The Caribbean is estimated to have significantly outpaced global as well as emerging market growth in 2022 and is expected to continue this trend will continue in the medium term. The regional average is bolstered by significantly high growth rates forecasted for Guyana, as the country continues to reap tremendous benefits from its rapidly expanding energy sector. Indeed, the IMF estimates economic growth of 57.8% in 2022, while the Ministry of Finance estimates that the economy expanded by 62.3%. This puts Guyana as the world’s fastest growing economy in 2022, far outpacing the budgeted growth rate of 47.5%. The commodity exporters of the region are expected to expand at a rate of 12.8% in 2023 while expectations for the tourism-dependent economies are much more subdued at 3.6%.

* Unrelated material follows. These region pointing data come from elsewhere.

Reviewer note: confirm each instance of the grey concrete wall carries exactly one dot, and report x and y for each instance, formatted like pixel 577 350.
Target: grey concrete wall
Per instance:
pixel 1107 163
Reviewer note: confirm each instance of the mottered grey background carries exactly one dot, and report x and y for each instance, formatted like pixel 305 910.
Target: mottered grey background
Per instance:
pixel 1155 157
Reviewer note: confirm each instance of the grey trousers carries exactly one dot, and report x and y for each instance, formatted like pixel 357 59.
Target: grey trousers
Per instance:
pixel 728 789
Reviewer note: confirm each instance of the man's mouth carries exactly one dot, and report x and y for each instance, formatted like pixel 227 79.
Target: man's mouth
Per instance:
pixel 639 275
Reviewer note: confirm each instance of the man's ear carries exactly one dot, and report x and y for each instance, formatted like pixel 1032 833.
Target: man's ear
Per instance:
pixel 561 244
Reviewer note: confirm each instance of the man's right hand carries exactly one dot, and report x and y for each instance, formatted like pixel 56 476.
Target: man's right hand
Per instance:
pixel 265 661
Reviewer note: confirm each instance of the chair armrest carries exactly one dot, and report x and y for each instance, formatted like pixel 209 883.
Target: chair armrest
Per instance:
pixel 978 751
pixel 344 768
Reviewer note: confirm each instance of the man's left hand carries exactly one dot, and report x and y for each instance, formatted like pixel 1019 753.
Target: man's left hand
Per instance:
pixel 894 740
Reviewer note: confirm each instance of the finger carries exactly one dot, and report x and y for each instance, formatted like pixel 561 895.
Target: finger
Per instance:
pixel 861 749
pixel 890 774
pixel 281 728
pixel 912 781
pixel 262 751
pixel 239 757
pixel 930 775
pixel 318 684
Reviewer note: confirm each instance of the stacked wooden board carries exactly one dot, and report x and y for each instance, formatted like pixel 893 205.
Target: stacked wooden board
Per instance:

One of the concerns in the Caribbean is the historically high level of debt and limited fiscal flexibility. Persistent fiscal shortfalls precipitated by a very narrow revenue have caused an accumulation of debt over the years. During the pandemic, some members of the Eastern Caribbean Currency Union (ECCU), particularly Dominica and St Lucia expanded their capital expenditure program to help support economic activity and sustain jobs. This, added to the elevated pandemic-related spending, resulting in considerable widening of the fiscal deficit. In 2022, Suriname, Barbados and Dominica are all estimated to have recorded gross government debt of over 100% of GDP, while Antigua & Barbuda, Bahamas and St Lucia are in the 90% range. Several countries in the Eastern Caribbean have benefitted greatly from strong inflows of Citizenship by Investment Programs,[AS6] which helped to reduce the fiscal shortfalls and indebtedness. Further, several countries in the region operate under a fiscal responsibility framework, including Grenada, Barbados, St Vincent & the Grenadines and Jamaica, while a handful of sovereigns are under IMF programs[AS7] . This will ensure debt reduction and fiscal discipline well into the medium term barring any unforeseen shocks.

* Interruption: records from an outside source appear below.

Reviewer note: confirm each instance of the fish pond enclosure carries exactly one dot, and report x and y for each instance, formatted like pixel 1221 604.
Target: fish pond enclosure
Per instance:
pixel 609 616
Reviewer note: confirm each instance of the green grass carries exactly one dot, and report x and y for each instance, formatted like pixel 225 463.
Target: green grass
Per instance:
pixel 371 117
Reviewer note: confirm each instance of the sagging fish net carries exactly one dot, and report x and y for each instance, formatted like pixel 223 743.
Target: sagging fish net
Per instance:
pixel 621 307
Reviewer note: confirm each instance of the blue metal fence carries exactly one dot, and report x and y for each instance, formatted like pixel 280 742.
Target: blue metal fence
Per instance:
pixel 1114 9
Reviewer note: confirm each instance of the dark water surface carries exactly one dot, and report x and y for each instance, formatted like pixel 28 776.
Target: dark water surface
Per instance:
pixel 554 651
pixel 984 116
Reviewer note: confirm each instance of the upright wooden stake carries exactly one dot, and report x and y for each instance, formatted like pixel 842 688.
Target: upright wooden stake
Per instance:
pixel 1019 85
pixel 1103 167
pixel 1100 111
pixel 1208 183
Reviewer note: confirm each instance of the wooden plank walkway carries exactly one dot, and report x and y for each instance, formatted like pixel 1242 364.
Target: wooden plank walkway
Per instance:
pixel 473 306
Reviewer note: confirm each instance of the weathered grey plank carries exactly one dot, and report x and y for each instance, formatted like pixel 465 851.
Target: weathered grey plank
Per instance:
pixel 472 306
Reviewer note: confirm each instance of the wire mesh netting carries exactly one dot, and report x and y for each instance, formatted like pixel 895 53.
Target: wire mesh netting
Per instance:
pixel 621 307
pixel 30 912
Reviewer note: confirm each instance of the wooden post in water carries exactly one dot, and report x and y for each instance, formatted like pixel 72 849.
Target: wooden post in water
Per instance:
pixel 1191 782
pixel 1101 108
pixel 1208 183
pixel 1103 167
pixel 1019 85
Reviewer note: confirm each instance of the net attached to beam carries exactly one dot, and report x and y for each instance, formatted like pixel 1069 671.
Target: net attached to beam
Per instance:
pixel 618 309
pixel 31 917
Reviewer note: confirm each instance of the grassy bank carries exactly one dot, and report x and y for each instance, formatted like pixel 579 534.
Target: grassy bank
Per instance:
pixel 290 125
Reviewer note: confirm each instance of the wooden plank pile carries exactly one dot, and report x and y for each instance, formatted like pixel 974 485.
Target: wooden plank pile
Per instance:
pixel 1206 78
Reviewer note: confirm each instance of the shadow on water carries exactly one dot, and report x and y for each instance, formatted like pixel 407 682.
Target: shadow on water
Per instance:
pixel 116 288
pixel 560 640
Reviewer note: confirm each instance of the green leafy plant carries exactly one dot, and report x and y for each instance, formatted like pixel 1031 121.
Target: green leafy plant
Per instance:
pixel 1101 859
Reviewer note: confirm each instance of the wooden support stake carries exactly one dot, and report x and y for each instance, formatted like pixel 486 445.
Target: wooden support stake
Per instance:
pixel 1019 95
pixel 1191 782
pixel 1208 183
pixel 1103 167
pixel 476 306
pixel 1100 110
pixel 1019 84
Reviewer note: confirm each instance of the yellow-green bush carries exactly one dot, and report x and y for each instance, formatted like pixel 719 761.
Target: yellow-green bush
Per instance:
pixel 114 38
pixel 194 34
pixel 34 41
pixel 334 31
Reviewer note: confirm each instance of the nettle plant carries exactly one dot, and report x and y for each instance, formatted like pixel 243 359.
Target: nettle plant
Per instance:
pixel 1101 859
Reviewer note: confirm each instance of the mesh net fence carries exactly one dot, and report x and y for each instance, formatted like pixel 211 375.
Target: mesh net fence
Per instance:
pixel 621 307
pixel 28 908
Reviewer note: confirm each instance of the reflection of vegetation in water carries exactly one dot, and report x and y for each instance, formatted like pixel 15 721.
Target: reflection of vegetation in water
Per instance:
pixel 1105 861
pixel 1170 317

As the global economy faces significant economic headwinds in 2023, so too will the Caribbean. The region is home to very small and extremely open economies, with narrow economic and revenue bases, exacerbated by limited fiscal flexibility. As the worst effects of the pandemic fade, many of the islands have already started to rebuild – however, the progress is mixed and contingent on the discipline of policy response and the pace of implementation for the various economies in the region. As economic activity gradually returns, fiscal consolidation will be necessary to create flexibility to help build economic resilience. There is also a concern about the rising cost of living in the region, as global inflation remains elevated. Some countries, including Barbados have implemented policies to help cushion the impact of higher prices, but the larger issue of regional food security, in particular has to be prioritized.